- Born: April 3, 1978
- Died: February 3, 2010 (aged 31)
- Education: Sheridan College
- Occupation: Actress
- Partner: Gareth Potter

= Lindsay Thomas (actress) =

Canadian actress (1978–2010)

Lindsay Thomas (April 3, 1978 - February 3, 2010) was a Canadian stage actress of Stratford, Ontario and Toronto theatre productions.

==Career==
Thomas was a graduate of Sheridan College's musical theatre program. She was a member of the Stratford Festival company from 2005 to 2008. Her performances included playing Ado Annie in Oklahoma! in 2007. She was also a member of the original Canadian company of Hairspray. Her performances struck audiences, and her leadership abilities as a dance captain were outstanding. This especially showed through when she worked with and as a part of the cast of Oliver! in 2006 at the Stratford Festival of Canada.

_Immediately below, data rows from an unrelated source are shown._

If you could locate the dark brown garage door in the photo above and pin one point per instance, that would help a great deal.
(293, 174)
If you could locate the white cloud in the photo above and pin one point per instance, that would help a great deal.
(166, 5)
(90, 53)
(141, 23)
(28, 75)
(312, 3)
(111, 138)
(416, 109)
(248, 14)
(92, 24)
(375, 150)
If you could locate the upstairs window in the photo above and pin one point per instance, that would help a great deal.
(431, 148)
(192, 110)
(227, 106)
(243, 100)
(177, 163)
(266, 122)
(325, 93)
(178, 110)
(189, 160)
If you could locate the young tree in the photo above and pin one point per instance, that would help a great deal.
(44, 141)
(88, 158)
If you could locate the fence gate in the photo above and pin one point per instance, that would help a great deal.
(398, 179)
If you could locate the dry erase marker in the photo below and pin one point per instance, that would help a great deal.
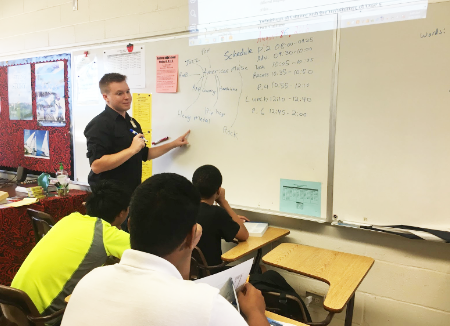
(160, 141)
(136, 133)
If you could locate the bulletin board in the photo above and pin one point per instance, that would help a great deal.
(37, 134)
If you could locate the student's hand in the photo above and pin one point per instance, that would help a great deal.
(181, 141)
(251, 301)
(138, 143)
(221, 196)
(243, 218)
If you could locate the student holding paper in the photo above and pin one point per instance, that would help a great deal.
(149, 286)
(218, 222)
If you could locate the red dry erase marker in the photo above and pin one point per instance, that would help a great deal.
(160, 141)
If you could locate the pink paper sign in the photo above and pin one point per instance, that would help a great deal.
(167, 73)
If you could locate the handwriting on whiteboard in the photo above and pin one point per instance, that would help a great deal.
(436, 32)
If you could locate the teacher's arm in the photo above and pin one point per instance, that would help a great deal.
(111, 161)
(158, 151)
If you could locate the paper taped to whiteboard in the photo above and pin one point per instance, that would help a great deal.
(300, 197)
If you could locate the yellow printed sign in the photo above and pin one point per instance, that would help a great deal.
(142, 112)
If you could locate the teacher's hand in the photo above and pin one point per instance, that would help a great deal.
(138, 143)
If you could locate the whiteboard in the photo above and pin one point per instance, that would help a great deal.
(258, 110)
(392, 134)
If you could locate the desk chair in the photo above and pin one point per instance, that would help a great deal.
(18, 308)
(342, 271)
(291, 306)
(199, 266)
(42, 223)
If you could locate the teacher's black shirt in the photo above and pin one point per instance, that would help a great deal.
(109, 133)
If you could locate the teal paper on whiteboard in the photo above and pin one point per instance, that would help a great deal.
(300, 197)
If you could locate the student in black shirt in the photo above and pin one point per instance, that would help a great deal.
(218, 222)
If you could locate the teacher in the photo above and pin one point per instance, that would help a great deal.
(114, 152)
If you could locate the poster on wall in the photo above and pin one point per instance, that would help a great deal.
(86, 73)
(50, 101)
(35, 143)
(130, 64)
(19, 92)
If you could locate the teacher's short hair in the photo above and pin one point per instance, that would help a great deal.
(163, 211)
(108, 79)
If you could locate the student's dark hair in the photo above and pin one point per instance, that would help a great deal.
(108, 79)
(107, 200)
(207, 179)
(163, 211)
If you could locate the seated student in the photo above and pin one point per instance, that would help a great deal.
(217, 222)
(149, 286)
(73, 247)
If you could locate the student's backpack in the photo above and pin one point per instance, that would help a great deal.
(280, 297)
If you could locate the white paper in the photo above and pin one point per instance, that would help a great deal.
(86, 76)
(130, 64)
(238, 273)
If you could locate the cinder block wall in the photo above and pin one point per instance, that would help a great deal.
(409, 284)
(30, 25)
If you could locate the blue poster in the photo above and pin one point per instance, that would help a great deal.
(300, 197)
(35, 143)
(50, 100)
(19, 92)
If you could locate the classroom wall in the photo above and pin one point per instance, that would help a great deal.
(30, 25)
(409, 283)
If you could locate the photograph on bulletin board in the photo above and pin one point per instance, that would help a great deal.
(50, 100)
(19, 92)
(35, 143)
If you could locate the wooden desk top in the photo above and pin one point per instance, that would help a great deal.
(254, 243)
(343, 272)
(283, 319)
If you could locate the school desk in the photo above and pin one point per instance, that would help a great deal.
(254, 243)
(283, 319)
(343, 272)
(17, 232)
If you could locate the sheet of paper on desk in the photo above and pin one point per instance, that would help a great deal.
(238, 273)
(256, 229)
(277, 323)
(23, 202)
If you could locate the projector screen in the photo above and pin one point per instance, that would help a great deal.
(218, 21)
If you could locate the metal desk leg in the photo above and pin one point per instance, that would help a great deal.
(349, 311)
(256, 262)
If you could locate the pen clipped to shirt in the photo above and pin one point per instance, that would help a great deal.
(134, 132)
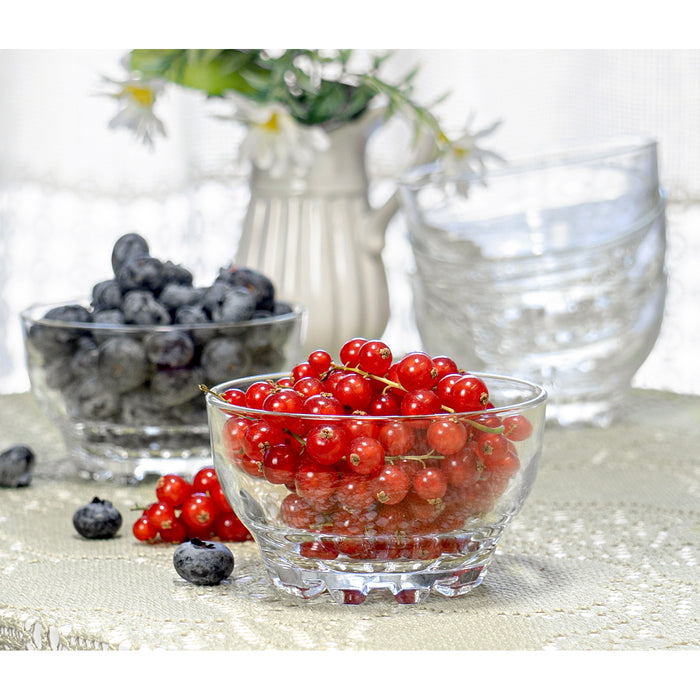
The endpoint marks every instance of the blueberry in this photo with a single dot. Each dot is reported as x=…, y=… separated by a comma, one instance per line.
x=169, y=348
x=122, y=363
x=224, y=359
x=16, y=465
x=256, y=282
x=130, y=245
x=142, y=272
x=56, y=338
x=188, y=315
x=143, y=309
x=176, y=274
x=106, y=295
x=175, y=295
x=236, y=304
x=203, y=563
x=98, y=520
x=139, y=408
x=173, y=387
x=83, y=363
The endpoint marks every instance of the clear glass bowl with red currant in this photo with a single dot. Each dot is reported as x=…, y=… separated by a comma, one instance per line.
x=368, y=472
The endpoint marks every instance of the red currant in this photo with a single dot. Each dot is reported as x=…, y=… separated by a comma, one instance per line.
x=161, y=515
x=468, y=394
x=199, y=511
x=354, y=391
x=385, y=404
x=444, y=365
x=461, y=468
x=280, y=464
x=416, y=371
x=308, y=386
x=420, y=402
x=259, y=437
x=375, y=357
x=491, y=448
x=234, y=396
x=447, y=436
x=517, y=428
x=232, y=435
x=320, y=361
x=397, y=438
x=303, y=369
x=316, y=482
x=350, y=352
x=391, y=485
x=327, y=443
x=257, y=392
x=144, y=530
x=172, y=489
x=178, y=532
x=355, y=492
x=323, y=404
x=203, y=480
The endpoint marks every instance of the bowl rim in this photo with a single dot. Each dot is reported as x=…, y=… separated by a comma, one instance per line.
x=30, y=315
x=540, y=397
x=572, y=153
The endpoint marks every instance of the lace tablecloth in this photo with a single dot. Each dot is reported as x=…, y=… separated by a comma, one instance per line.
x=604, y=555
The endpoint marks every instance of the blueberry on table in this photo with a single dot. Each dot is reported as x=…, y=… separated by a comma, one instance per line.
x=176, y=274
x=172, y=387
x=203, y=563
x=97, y=520
x=16, y=466
x=130, y=245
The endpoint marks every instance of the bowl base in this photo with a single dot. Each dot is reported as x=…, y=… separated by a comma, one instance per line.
x=353, y=586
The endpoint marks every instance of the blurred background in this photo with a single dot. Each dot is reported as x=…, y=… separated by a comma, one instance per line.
x=70, y=186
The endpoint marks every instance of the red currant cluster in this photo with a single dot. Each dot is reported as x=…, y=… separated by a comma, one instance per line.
x=185, y=510
x=418, y=466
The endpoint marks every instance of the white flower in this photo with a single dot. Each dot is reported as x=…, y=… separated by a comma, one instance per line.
x=137, y=98
x=275, y=141
x=464, y=155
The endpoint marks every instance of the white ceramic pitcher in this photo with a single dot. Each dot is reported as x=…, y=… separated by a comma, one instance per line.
x=321, y=242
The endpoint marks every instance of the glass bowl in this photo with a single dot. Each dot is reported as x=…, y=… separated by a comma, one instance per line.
x=551, y=268
x=417, y=521
x=126, y=398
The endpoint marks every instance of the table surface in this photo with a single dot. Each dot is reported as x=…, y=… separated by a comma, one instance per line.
x=603, y=556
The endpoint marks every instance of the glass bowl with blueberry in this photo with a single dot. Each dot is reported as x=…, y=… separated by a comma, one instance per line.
x=369, y=472
x=119, y=373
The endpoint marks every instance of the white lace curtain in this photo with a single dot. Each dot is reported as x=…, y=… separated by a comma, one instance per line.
x=69, y=186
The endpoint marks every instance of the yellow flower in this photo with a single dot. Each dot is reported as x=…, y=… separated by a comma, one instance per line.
x=275, y=141
x=136, y=99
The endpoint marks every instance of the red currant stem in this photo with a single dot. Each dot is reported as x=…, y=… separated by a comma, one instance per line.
x=485, y=428
x=418, y=458
x=206, y=390
x=363, y=373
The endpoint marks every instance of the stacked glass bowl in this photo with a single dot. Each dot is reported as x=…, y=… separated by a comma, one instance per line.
x=551, y=269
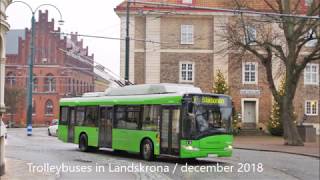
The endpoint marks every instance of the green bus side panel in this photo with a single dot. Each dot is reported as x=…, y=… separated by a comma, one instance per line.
x=121, y=101
x=213, y=145
x=63, y=133
x=92, y=133
x=130, y=140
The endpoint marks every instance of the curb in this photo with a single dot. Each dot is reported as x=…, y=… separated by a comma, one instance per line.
x=267, y=150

In 2008, she played Gracie Shinn in The Music Man. She later performed in Anne of Green Gables - Somewhere in the World at Charlottetown Festival, Grease at Edmonton's Citadel Theatre, Aladdin at the Stirling Festival, The Boy Friend, City of Angels, and The Crucible at Theatre Sheridan. She also starred in the Canadian version of Jersey Boys along with Jeff Madden, who was a very close friend.

==Death==
Lindsay Thomas was diagnosed with lung cancer in 2009, even though she was a non-smoker. She died on February 3, 2010, aged 31.